Wednesday, September 03, 2008

Peter Gizzi: Some Values of Landscape and Weather

Some Values of Landscape and Weather, Peter Gizzi (Wesleyan UP, 2003)

[39/100]

A splendid extravagance of language, a brilliant eye for colors & for details, the objects/detritus/treasured things of the visible. Yes, the reinvention of the "lyric," whatever that means – or a loving caress of the body of the sensual world. A splendid extravagance of forms, as well, from reinventions of the cante jondo to love songs built on syntactic games. A far better elegy for Gregory Corso than one would expect – or than he perhaps deserves. (Yeah, go to it, Ed.)
***
Obviously, I've got a lot of catching up to do in this "100 poem-books" game, a lot of scattered notes from the past month or so. Entries will no doubt become shorter, as my attention finds itself diverted by, you know, classes to teach, actual assignments to write, job searches to run, etc.
***
So we seem to have missed the brunt of Fay, Gustav, & Hanna, tho heaven knows what Ike is up to out there. We have it's true been spared a direct hit for some years now, since Wilma in in 2005, and I'd forgotten, over the months since the last hurricane season, the whole fingernail-biting business of watching the National Hurricane Center website, trying to gauge whether or not (and when) to put up the shutters, making sure the flashlights are batteried up & the pantry is full of bottled water. An evolutionary adaptation, the ability to forget perfectly valid reasons that human beings shouldn't settled in particular parts of the world. And I'd forgotten, hoofing it all over Manhattan & Stockholm thru July and August, how dreadfully difficult it is to walk anywhere in South Florida without soaking one's clothes with sweat. 

2 comments:

Ed Baker said...

at least one plus to dropping out for 20 + years and living long-enough to
drop-back in (so to spek/write)

one can approach the old fresh "stuff" as though it is the new fresh "stuff"

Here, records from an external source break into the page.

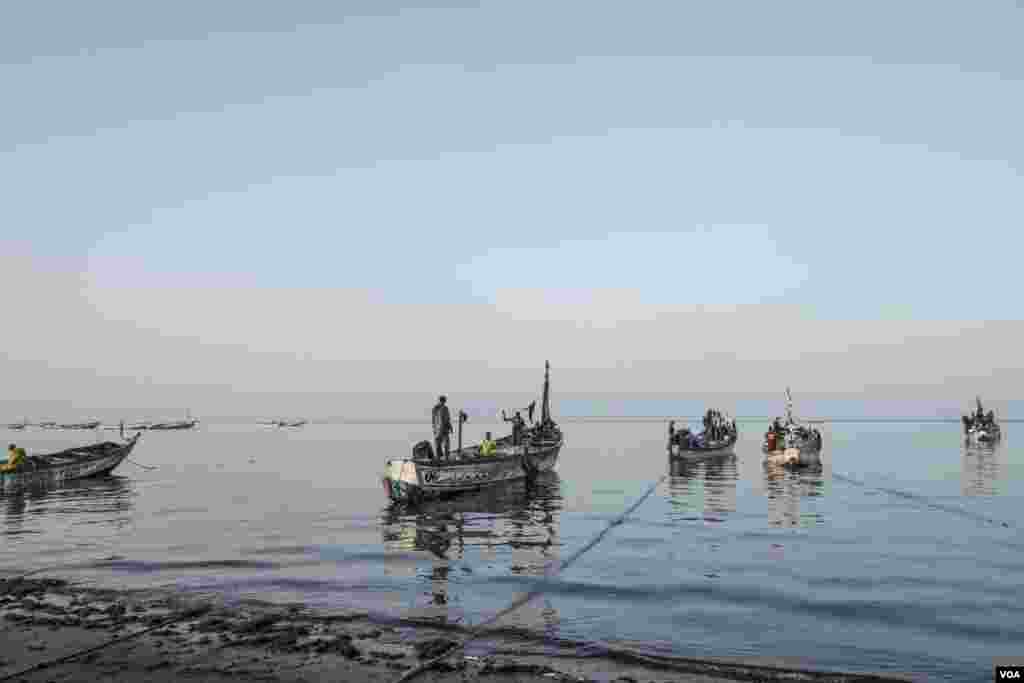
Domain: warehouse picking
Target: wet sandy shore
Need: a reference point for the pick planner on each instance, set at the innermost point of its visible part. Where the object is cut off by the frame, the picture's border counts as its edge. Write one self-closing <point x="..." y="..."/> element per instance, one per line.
<point x="161" y="637"/>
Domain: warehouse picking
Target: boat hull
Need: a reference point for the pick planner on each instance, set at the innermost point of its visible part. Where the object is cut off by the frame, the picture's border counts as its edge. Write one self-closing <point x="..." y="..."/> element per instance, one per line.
<point x="84" y="468"/>
<point x="679" y="453"/>
<point x="982" y="437"/>
<point x="804" y="455"/>
<point x="412" y="480"/>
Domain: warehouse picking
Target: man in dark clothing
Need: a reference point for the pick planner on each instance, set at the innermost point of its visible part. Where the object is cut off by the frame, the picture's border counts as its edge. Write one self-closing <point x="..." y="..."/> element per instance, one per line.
<point x="442" y="428"/>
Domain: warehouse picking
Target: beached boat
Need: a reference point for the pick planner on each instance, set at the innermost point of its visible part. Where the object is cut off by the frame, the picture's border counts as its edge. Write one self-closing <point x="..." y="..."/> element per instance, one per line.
<point x="981" y="428"/>
<point x="718" y="437"/>
<point x="78" y="463"/>
<point x="424" y="476"/>
<point x="792" y="442"/>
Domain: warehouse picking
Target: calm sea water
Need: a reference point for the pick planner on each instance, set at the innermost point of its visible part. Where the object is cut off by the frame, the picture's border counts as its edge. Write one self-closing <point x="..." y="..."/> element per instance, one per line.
<point x="903" y="555"/>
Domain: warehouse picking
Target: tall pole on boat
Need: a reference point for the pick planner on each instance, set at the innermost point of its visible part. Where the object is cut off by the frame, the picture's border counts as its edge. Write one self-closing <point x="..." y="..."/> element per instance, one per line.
<point x="462" y="418"/>
<point x="545" y="409"/>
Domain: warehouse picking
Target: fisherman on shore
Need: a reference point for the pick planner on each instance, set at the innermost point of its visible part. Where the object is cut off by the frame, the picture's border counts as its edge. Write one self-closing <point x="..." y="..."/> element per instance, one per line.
<point x="442" y="428"/>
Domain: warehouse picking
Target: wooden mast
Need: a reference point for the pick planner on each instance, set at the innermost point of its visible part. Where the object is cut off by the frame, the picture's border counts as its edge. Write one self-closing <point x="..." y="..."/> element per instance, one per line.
<point x="545" y="408"/>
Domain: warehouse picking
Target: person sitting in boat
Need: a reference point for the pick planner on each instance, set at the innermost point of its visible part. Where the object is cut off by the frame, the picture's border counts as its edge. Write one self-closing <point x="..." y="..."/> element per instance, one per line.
<point x="15" y="458"/>
<point x="442" y="428"/>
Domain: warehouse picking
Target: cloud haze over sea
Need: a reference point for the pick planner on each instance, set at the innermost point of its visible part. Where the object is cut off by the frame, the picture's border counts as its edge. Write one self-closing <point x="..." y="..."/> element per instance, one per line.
<point x="226" y="206"/>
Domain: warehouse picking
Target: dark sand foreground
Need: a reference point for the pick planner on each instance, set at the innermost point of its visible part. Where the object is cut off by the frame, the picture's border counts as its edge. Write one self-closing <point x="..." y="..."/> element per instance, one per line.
<point x="176" y="637"/>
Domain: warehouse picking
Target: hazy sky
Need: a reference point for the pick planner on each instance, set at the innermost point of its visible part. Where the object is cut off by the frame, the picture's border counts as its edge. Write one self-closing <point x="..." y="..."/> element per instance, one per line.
<point x="212" y="201"/>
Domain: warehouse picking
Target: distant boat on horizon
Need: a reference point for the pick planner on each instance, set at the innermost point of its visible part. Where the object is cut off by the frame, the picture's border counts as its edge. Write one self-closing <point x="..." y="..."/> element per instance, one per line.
<point x="188" y="423"/>
<point x="285" y="423"/>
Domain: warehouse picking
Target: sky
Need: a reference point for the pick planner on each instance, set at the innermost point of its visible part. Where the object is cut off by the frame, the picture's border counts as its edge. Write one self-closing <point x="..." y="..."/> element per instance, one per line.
<point x="280" y="207"/>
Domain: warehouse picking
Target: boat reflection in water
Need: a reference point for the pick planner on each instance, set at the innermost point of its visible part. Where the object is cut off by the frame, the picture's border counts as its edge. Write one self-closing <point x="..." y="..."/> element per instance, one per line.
<point x="513" y="525"/>
<point x="707" y="485"/>
<point x="786" y="488"/>
<point x="100" y="501"/>
<point x="981" y="470"/>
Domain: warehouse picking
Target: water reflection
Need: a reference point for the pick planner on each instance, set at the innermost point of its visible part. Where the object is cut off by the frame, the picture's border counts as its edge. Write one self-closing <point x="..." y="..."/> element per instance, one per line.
<point x="707" y="485"/>
<point x="785" y="487"/>
<point x="981" y="470"/>
<point x="101" y="501"/>
<point x="516" y="523"/>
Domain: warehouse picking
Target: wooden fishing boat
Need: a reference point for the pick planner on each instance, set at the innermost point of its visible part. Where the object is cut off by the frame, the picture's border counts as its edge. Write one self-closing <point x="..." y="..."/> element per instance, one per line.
<point x="792" y="442"/>
<point x="718" y="438"/>
<point x="423" y="476"/>
<point x="980" y="428"/>
<point x="78" y="463"/>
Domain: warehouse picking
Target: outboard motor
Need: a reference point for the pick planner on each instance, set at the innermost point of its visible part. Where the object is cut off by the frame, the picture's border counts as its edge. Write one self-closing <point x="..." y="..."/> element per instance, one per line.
<point x="423" y="451"/>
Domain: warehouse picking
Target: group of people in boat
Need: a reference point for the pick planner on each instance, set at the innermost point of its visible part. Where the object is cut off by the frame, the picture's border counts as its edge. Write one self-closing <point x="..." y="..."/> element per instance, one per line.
<point x="777" y="430"/>
<point x="979" y="419"/>
<point x="441" y="419"/>
<point x="718" y="427"/>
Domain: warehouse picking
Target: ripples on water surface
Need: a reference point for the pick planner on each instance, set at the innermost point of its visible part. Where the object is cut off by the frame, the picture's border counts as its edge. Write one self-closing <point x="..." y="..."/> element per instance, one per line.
<point x="903" y="554"/>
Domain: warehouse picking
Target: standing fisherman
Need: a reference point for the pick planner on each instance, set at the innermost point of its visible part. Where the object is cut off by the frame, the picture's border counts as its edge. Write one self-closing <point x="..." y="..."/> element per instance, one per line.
<point x="442" y="428"/>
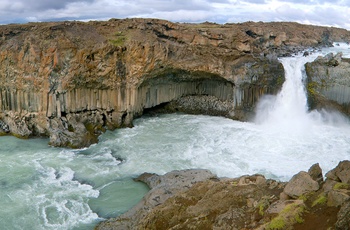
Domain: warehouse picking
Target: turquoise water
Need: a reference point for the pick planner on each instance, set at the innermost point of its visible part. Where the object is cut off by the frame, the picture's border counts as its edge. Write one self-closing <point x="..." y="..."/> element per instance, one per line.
<point x="52" y="188"/>
<point x="42" y="187"/>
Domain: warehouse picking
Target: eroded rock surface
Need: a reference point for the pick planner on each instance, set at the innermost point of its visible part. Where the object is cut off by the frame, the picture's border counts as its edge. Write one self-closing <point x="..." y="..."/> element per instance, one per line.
<point x="328" y="83"/>
<point x="196" y="199"/>
<point x="72" y="80"/>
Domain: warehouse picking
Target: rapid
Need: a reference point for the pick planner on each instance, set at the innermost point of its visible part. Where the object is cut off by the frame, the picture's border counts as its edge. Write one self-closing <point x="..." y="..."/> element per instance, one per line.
<point x="42" y="187"/>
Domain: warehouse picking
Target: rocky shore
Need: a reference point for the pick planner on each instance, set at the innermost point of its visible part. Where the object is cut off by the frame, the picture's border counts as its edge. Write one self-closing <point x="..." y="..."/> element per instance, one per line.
<point x="70" y="81"/>
<point x="197" y="199"/>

am too set-in stone to steal from these Golden Oldies...

or offer much in the way of scholar-ship..

what did Ben Franklin say?

"neither a scholar or a teacher be"

or wuz "that" more about 'borrowing and lending'

I am partial to Eigner and Ott...

and 12,000 other poets/writers

Sisyphus said...

Someone needs to rethink the flaneur through American weather and suburbia patterns and write about it. Having lived places where there literally were no sidewalks, I'm really conscious of the ways New York City (and, I guess Chicago) are such exceptions to the American experience. And what all that means about a specifically American modernism, modern subjectivity, etc. etc. etc.